The evaluation that decides real money is private and per-firm: what this firm, on this kind of matter, will accept as good work, and it is nowhere near finished, because the depth of the law dwarfs any public test. OpenEvidence is settling what a safe clinical answer looks like. None of this is really measurement, it is judgment about what is true and what is good, written down until it becomes the standard everyone else is measured against, and a foundation lab can’t author it however smart it gets, because that standing only exists inside the field. That authority tends to land where it already sat. The senior lawyer writes the legal benchmark. Defining a safe clinical answer falls to a physician. And resolved means whatever the company that already owns the customer says it does.
The absorption frontier keeps rising, because we keep learning to measure more of the work, and the measurable gets eaten. The untrainable ground shrinks under whoever’s standing on it, so you can’t find a defensible spot and rest. You keep stepping toward whatever can’t yet be scored, and you re-underwrite constantly. On a narrow task, with your private data and your own evals, you can train to the frontier and beat the general models where it counts, and that specialized model becomes part of the moat. On the other hand, competing on the general model is a capital war you lose to whoever owns the most compute, and the trap for a company with shallow access and a legible task. The day it commits to out-training the frontier in a general swath of tasks to survive, the winner seems most decided by datacenter size, and the ending is usually not an independent champion but a sale to someone compute-rich.

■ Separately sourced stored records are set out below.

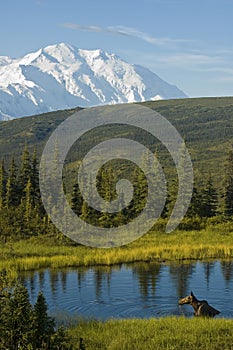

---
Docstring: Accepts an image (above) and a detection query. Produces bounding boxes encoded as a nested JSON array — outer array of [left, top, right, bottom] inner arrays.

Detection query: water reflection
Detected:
[[22, 261, 233, 319]]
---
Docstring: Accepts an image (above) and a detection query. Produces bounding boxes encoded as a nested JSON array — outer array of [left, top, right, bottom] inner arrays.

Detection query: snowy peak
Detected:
[[0, 43, 187, 120]]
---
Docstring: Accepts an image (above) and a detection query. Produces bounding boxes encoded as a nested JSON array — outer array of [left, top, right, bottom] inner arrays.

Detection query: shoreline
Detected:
[[0, 225, 233, 277]]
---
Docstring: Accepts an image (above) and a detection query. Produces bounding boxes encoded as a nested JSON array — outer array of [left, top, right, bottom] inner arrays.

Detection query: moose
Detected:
[[179, 291, 220, 317]]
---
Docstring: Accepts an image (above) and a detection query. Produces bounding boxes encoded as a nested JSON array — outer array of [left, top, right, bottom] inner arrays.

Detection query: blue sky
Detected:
[[0, 0, 233, 97]]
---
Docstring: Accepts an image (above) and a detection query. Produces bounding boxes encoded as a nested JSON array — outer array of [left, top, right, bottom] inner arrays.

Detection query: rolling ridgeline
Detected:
[[0, 97, 233, 241], [0, 97, 233, 350]]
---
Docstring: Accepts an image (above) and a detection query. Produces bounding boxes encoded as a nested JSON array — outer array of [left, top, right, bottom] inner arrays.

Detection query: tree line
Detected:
[[0, 146, 233, 240], [0, 270, 72, 350]]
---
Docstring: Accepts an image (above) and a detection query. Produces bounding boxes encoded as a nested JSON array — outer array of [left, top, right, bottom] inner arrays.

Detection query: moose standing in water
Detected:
[[179, 292, 220, 317]]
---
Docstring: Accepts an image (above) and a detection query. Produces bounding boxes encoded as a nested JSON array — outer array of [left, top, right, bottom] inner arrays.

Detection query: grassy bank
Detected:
[[69, 317, 233, 350], [0, 223, 233, 275]]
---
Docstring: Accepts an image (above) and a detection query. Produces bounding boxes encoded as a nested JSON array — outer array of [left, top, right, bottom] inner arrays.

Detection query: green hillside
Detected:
[[0, 97, 233, 183]]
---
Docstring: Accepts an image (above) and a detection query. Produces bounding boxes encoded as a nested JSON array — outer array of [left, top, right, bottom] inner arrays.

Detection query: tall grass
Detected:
[[0, 225, 233, 275], [69, 317, 233, 350]]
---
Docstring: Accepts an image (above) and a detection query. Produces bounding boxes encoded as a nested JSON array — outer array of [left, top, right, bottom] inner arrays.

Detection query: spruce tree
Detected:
[[5, 158, 19, 209], [19, 145, 31, 191], [6, 284, 33, 350], [224, 146, 233, 216], [200, 175, 218, 218], [33, 292, 55, 348], [0, 160, 6, 210]]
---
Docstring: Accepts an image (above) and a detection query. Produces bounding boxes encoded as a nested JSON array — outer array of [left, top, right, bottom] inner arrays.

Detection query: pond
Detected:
[[23, 261, 233, 320]]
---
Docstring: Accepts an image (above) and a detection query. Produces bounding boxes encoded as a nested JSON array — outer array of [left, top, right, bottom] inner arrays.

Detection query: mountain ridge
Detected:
[[0, 43, 187, 120]]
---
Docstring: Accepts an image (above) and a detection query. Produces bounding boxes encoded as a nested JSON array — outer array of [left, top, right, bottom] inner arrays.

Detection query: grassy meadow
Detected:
[[0, 222, 233, 277], [69, 317, 233, 350]]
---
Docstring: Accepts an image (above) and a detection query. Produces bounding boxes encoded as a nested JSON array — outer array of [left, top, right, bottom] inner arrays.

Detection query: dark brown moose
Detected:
[[179, 292, 220, 317]]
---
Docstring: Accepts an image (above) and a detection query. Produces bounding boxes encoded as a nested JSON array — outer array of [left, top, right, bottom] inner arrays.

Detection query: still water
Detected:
[[23, 261, 233, 320]]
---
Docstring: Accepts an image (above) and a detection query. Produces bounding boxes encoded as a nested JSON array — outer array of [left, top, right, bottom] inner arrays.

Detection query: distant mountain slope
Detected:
[[0, 97, 233, 186], [0, 43, 187, 120]]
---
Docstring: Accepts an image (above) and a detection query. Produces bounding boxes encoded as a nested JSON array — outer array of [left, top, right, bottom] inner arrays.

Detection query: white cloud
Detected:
[[63, 23, 189, 45]]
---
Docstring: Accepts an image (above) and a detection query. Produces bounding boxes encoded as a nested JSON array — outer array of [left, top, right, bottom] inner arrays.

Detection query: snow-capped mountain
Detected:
[[0, 43, 187, 120]]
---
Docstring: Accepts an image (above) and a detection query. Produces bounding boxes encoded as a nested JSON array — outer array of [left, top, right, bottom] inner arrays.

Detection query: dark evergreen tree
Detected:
[[5, 158, 19, 209], [6, 284, 33, 350], [71, 183, 83, 216], [19, 145, 31, 191], [33, 292, 55, 348], [0, 160, 7, 210], [200, 175, 218, 218], [224, 146, 233, 216]]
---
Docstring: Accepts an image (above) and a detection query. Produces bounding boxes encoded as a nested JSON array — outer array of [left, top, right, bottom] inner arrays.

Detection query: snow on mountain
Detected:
[[0, 43, 187, 120]]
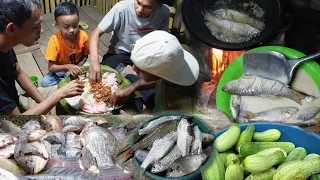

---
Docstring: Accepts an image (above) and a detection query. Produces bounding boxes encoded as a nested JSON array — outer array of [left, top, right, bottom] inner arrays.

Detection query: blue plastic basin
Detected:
[[215, 123, 320, 154]]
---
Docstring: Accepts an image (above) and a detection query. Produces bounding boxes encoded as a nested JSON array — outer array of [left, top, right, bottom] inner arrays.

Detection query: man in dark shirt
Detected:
[[0, 0, 84, 115]]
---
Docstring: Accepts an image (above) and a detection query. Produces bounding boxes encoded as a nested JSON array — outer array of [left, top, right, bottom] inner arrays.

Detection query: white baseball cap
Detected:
[[131, 30, 199, 86]]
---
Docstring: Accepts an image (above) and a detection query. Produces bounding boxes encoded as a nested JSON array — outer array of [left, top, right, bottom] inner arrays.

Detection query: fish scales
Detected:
[[132, 121, 178, 150], [151, 145, 182, 173], [222, 76, 305, 104]]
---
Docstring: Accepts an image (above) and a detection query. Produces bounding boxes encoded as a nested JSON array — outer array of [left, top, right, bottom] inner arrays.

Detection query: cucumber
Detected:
[[201, 150, 226, 180], [273, 157, 320, 180], [253, 129, 281, 142], [239, 142, 295, 158], [245, 168, 276, 180], [225, 164, 243, 180], [242, 149, 286, 174], [280, 147, 307, 166], [225, 153, 240, 168], [303, 153, 320, 161], [214, 124, 241, 153], [236, 124, 255, 152]]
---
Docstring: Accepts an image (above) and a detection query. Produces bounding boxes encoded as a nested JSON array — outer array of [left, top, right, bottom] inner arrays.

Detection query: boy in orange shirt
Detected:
[[41, 2, 89, 87]]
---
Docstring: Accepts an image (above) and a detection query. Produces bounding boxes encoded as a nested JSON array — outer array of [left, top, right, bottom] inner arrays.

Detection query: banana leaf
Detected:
[[58, 65, 142, 115]]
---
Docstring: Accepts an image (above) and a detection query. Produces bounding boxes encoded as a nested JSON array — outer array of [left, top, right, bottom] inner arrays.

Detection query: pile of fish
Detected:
[[0, 115, 141, 180], [131, 116, 213, 178], [204, 9, 265, 43], [222, 76, 320, 125]]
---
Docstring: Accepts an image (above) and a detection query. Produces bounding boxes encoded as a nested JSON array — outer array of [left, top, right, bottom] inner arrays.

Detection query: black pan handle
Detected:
[[272, 13, 294, 36]]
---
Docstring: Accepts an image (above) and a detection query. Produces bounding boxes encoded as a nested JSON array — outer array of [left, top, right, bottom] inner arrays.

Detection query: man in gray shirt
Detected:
[[89, 0, 170, 83]]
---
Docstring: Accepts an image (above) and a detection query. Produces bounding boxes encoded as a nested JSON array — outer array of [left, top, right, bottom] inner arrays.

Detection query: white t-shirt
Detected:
[[98, 0, 170, 54]]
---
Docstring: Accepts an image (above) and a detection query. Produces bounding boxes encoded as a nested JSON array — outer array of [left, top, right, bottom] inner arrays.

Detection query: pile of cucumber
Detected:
[[201, 124, 320, 180]]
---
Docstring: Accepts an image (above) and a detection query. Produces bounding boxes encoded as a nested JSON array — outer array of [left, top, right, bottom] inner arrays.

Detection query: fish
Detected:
[[212, 9, 265, 31], [134, 150, 149, 163], [151, 145, 182, 173], [0, 133, 18, 149], [230, 94, 241, 119], [222, 76, 305, 105], [141, 131, 177, 171], [40, 115, 62, 132], [139, 116, 182, 135], [296, 107, 320, 121], [25, 168, 101, 180], [0, 156, 26, 175], [28, 129, 47, 142], [238, 107, 299, 122], [131, 121, 178, 151], [0, 144, 16, 158], [191, 125, 202, 155], [21, 120, 41, 134], [62, 116, 93, 134], [166, 153, 207, 178], [201, 133, 214, 148], [58, 132, 82, 160], [0, 168, 20, 180], [0, 120, 27, 139], [14, 141, 49, 174], [204, 11, 260, 43], [177, 118, 193, 157], [80, 122, 117, 170]]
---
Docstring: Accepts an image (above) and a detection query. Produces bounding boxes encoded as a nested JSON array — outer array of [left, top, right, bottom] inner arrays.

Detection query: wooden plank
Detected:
[[32, 49, 49, 76], [13, 43, 40, 55], [44, 0, 50, 14], [50, 0, 56, 13], [79, 11, 110, 46], [38, 22, 52, 54], [81, 6, 105, 24], [17, 52, 43, 84]]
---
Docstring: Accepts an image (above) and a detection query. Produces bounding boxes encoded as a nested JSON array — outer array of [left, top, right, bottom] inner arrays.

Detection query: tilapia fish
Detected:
[[212, 9, 265, 31], [191, 125, 202, 155], [40, 115, 62, 132], [151, 145, 182, 173], [296, 107, 320, 121], [0, 133, 18, 148], [14, 141, 48, 174], [22, 120, 41, 134], [0, 156, 26, 175], [177, 118, 192, 157], [0, 120, 27, 138], [166, 153, 207, 178], [238, 107, 299, 122], [28, 129, 47, 142], [139, 116, 182, 135], [131, 121, 179, 151], [141, 131, 177, 171], [25, 168, 101, 180], [134, 150, 149, 163], [204, 11, 260, 43], [0, 168, 22, 180], [62, 116, 93, 133], [222, 76, 305, 105], [80, 122, 117, 169]]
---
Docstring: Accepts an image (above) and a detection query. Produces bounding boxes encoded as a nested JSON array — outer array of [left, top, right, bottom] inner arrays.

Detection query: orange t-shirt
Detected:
[[45, 30, 89, 65]]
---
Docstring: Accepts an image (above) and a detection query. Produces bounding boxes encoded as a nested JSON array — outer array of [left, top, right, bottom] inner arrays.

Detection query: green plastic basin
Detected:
[[216, 46, 320, 121]]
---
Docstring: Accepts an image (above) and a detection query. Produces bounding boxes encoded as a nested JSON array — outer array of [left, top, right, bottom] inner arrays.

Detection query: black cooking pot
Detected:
[[181, 0, 293, 51]]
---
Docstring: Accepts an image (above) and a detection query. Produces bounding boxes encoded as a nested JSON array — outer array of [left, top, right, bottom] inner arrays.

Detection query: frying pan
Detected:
[[181, 0, 293, 51]]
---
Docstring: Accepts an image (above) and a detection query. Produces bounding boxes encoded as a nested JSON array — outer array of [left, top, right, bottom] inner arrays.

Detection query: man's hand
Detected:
[[88, 63, 101, 84], [66, 64, 83, 77], [110, 86, 134, 106], [57, 80, 84, 98]]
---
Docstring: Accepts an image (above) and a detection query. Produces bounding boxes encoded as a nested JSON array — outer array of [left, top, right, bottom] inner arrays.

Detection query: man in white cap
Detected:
[[111, 30, 199, 112]]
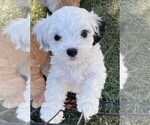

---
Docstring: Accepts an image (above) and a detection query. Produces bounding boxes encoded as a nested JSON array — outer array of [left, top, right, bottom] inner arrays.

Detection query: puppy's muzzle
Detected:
[[66, 48, 78, 57]]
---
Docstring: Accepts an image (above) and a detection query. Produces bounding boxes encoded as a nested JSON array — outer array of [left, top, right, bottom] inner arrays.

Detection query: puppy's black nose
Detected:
[[67, 48, 78, 57]]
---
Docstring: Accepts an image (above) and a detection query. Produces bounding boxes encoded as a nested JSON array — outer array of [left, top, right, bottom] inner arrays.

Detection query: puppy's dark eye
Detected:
[[81, 30, 88, 38], [54, 35, 61, 41]]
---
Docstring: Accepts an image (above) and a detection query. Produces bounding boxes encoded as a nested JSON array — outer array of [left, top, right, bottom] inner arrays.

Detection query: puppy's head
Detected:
[[34, 7, 104, 64]]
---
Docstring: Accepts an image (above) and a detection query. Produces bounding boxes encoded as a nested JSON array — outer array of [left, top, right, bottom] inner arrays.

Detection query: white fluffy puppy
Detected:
[[34, 7, 106, 123], [16, 76, 30, 122]]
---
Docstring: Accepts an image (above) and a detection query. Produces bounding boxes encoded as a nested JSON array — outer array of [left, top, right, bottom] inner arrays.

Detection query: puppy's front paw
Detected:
[[40, 103, 63, 124], [16, 102, 30, 122], [78, 100, 99, 120]]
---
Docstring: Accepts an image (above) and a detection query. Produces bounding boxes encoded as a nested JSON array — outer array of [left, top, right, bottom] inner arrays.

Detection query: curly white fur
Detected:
[[16, 77, 30, 122], [34, 7, 106, 123], [3, 15, 30, 52]]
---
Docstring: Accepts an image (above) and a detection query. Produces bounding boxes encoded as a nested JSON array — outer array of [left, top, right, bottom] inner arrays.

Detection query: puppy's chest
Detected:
[[66, 65, 88, 85]]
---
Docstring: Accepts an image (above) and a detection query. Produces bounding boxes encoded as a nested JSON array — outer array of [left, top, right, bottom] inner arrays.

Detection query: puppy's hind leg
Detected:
[[40, 76, 67, 124], [77, 73, 106, 120]]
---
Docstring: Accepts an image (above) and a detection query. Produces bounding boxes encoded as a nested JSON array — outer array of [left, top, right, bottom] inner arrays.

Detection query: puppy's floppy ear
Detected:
[[90, 11, 106, 45], [33, 19, 50, 51]]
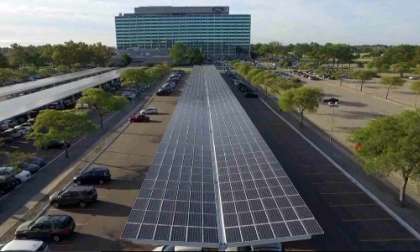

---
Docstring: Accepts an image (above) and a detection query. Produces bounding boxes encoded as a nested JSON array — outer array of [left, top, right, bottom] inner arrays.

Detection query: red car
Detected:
[[130, 114, 150, 123]]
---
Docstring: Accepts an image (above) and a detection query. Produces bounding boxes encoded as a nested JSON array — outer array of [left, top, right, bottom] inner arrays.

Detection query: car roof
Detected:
[[64, 185, 95, 192], [1, 240, 44, 251], [86, 166, 109, 172], [35, 214, 70, 223]]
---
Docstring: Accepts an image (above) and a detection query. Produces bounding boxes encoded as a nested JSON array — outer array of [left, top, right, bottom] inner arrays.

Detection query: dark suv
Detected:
[[50, 185, 98, 208], [73, 166, 111, 185], [15, 215, 76, 242]]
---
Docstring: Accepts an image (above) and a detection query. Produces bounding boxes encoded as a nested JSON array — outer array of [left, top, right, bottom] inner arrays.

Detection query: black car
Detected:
[[156, 88, 172, 96], [27, 157, 47, 167], [18, 162, 41, 174], [0, 176, 19, 196], [50, 185, 98, 208], [245, 91, 258, 98], [15, 215, 76, 242], [42, 140, 70, 150], [73, 166, 111, 185]]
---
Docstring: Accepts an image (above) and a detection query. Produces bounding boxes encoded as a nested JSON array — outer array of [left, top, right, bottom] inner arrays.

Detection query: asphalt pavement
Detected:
[[0, 84, 161, 240], [225, 74, 420, 251]]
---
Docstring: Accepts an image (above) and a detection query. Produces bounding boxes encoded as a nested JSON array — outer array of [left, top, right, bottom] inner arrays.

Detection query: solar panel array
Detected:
[[122, 66, 323, 247]]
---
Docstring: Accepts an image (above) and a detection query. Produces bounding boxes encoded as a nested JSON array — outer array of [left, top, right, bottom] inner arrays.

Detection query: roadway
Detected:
[[225, 74, 420, 251]]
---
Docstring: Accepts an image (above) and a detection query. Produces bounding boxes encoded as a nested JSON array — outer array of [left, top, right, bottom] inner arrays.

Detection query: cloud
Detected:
[[0, 0, 420, 46]]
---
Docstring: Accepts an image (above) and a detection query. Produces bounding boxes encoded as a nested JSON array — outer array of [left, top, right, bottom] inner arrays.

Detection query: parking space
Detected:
[[225, 73, 420, 251], [40, 82, 184, 251]]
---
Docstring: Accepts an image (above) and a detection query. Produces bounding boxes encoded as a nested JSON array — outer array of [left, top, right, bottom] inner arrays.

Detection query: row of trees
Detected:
[[169, 43, 205, 66], [351, 110, 420, 205], [251, 42, 420, 77], [251, 42, 356, 68], [233, 63, 322, 125], [0, 41, 115, 86], [29, 65, 170, 157], [0, 41, 114, 68], [121, 64, 171, 88], [233, 62, 302, 96]]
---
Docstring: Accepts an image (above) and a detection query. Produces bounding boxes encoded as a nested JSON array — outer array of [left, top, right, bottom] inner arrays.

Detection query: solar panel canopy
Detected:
[[0, 67, 111, 97], [122, 66, 323, 248], [0, 70, 120, 122]]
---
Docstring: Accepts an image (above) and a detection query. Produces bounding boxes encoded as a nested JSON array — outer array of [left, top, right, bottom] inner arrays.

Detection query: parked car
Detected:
[[15, 170, 32, 183], [27, 157, 47, 167], [18, 162, 41, 174], [50, 185, 98, 208], [0, 240, 49, 252], [73, 166, 111, 185], [139, 107, 158, 115], [130, 114, 150, 123], [42, 140, 70, 150], [0, 166, 18, 176], [15, 215, 76, 242], [245, 91, 258, 98], [121, 91, 137, 101]]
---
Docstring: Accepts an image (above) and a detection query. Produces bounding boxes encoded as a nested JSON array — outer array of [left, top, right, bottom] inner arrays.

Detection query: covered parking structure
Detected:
[[0, 67, 112, 100], [0, 70, 120, 122]]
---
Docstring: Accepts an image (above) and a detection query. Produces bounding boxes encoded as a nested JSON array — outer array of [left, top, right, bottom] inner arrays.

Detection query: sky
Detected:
[[0, 0, 420, 47]]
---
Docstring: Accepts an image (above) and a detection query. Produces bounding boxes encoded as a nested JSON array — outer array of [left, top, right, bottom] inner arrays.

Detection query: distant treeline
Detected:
[[251, 42, 420, 71]]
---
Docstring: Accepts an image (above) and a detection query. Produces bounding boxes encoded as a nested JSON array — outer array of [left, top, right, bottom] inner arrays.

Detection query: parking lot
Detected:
[[42, 94, 176, 251], [226, 72, 420, 251]]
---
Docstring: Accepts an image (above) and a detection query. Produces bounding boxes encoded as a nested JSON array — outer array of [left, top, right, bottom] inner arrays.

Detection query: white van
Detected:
[[0, 240, 49, 252]]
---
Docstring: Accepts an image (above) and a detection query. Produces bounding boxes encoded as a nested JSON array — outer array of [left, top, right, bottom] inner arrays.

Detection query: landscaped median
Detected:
[[234, 63, 420, 208]]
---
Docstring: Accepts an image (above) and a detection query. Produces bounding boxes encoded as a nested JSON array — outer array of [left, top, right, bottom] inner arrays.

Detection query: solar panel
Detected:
[[122, 66, 323, 247]]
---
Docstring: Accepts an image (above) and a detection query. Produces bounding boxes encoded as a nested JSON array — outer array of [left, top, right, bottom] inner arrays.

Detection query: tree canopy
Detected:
[[169, 43, 205, 66], [79, 88, 128, 128], [381, 76, 405, 99], [351, 70, 376, 92], [410, 81, 420, 107], [351, 111, 420, 204], [29, 109, 96, 157], [279, 86, 322, 124]]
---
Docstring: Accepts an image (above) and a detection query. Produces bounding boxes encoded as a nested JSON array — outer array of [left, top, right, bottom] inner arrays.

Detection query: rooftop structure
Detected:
[[115, 6, 251, 59]]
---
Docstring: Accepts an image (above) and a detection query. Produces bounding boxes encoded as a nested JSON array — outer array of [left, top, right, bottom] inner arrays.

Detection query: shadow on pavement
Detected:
[[340, 101, 367, 107], [62, 200, 131, 217]]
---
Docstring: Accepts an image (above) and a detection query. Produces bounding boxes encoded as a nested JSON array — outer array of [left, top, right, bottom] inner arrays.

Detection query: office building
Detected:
[[115, 6, 251, 59]]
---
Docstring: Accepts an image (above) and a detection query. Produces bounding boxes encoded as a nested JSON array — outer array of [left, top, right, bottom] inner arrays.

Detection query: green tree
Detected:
[[352, 70, 376, 92], [351, 111, 420, 205], [169, 43, 189, 66], [391, 62, 410, 78], [121, 53, 133, 66], [381, 76, 405, 99], [79, 88, 127, 129], [121, 68, 148, 88], [410, 81, 420, 108], [8, 150, 34, 167], [279, 86, 322, 125], [29, 109, 96, 158]]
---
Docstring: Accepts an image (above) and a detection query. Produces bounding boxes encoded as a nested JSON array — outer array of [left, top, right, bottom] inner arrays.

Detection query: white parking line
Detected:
[[330, 203, 376, 208], [341, 218, 394, 222], [259, 98, 420, 240]]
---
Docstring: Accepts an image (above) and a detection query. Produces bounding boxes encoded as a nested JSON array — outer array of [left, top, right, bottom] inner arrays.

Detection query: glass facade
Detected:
[[115, 7, 251, 58]]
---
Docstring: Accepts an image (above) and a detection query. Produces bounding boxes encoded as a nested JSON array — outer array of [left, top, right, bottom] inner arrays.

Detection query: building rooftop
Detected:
[[134, 6, 229, 15]]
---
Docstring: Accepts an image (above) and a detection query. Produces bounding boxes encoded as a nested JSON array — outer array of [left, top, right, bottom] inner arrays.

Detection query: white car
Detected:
[[153, 246, 202, 252], [0, 240, 49, 252], [140, 107, 159, 115], [15, 170, 32, 183]]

All of that is defense. Even harder is offense, choosing what to build in the first place. That’s what I spend the year looking for, and I find it maybe three times. The model is no help there. It will do whatever you point it at and can’t tell you what’s worth pointing it at, and you can’t benchmark that, so you can’t train it. It’s also the reason the incumbents don’t take everything: they keep the ground they have, and the next thing comes from someone who finds a use before the rest of us. Maybe intent is an even scarcer input than compute.
The despair is half right. The thin wrapper layer really is being absorbed, and a lot of what looks like a company today is a thin wrapper. It is wrong about what that leaves. The mechanism is clear; the destination isn’t. What I’d bet on is the direction: intelligence keeps getting cheaper, and value keeps sliding toward the few places a model can’t reach. The untrainable is value with history. So get inside one, do the unglamorous translation, and start writing down what good means there, because someone is going to. The most cited benchmark score of the year is a map of territory about to be worthless, and a notice of who is about to lose the right to say what counts as good.